Aber nun zurück zum aus dem Westen adoptierten chinesischen Valentinstag.
Der Valentinstag heißt in China “Qíngrénjié” (chinesisch: 情人节). Im Gegensatz zum Westen werden Valentinsgrüße nicht nur an die Angebetete oder den Angebeteten geschickt, sondern auch an Menschen, die man einfach gern hat. Entsprechend unterschiedlich werden die Valentinsgrüße auch formuliert.
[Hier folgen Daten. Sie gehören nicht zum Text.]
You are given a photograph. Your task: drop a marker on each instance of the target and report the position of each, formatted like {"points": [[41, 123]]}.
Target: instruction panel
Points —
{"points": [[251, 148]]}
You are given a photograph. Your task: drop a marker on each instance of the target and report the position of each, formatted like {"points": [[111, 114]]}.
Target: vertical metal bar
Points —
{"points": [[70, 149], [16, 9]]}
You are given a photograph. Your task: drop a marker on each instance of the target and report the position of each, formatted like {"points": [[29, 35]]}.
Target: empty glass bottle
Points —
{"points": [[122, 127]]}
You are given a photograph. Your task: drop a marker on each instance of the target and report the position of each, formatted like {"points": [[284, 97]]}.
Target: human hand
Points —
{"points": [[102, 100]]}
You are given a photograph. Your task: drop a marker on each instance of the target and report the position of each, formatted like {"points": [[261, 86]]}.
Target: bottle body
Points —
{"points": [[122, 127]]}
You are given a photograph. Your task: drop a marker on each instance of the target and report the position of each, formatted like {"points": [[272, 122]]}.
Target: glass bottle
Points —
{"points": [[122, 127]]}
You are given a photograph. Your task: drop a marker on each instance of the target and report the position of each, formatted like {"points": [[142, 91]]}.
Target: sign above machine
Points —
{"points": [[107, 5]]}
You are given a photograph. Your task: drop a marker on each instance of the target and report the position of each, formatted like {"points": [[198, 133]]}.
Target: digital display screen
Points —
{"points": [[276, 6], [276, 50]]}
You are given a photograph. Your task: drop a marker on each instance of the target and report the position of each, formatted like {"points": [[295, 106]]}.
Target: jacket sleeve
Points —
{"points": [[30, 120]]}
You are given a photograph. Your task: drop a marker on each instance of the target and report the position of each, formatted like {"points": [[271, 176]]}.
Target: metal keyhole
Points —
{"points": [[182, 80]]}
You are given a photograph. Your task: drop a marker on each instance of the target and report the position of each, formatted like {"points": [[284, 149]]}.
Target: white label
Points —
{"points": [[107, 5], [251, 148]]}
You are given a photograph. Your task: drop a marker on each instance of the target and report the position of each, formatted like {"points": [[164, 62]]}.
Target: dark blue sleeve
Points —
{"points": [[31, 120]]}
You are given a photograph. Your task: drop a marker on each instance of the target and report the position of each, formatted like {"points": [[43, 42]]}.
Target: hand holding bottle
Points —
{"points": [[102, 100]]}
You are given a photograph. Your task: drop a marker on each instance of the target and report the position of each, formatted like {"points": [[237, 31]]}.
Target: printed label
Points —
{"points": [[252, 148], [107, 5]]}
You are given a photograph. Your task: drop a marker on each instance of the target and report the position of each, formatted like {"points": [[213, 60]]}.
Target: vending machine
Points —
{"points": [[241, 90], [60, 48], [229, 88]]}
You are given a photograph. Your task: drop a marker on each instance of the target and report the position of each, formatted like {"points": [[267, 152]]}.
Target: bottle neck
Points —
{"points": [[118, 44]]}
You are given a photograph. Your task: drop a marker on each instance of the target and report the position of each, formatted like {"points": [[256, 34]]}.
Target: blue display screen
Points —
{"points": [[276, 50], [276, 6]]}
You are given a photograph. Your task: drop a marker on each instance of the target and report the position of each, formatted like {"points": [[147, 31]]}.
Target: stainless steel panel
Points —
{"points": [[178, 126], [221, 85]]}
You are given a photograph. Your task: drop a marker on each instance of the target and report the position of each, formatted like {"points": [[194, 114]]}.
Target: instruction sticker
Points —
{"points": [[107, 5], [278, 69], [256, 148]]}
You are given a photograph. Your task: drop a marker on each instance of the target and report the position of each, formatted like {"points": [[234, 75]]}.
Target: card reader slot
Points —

Personen die man “nur” gern hat, oder seinen Freunden, kann man “qíngrénjié kuàilè” (chinesisch: 情人节快乐) schicken, was so viel wie bedeutet wie “Happy Valentine” oder auf deutsch “Grüße zum Valentinstag”.
Verliebte Chinesen unter sich verwenden selbstverständlich deutlichere Worte - auch im sonst eher als zurückhaltend geltenden China. Zum einen gibt es auch dort den Klassiker “Ich liebe Dich”, was auf chinesisch dann “wǒ ài nǐ” (chinesisch: 我爱你) heißt. Die zweite Möglichkeit im Chinesischen wäre “nǐ shì wǒ de àiren” (chinesisch: 你是我的爱人), was man mit “Du bist meine Liebe” übersetzen könnte. Das Wort “àiren” (chinesisch: 爱人) steht im Chinesischen für “Ehemann, Ehefrau, Geliebter, Geliebte, etc.).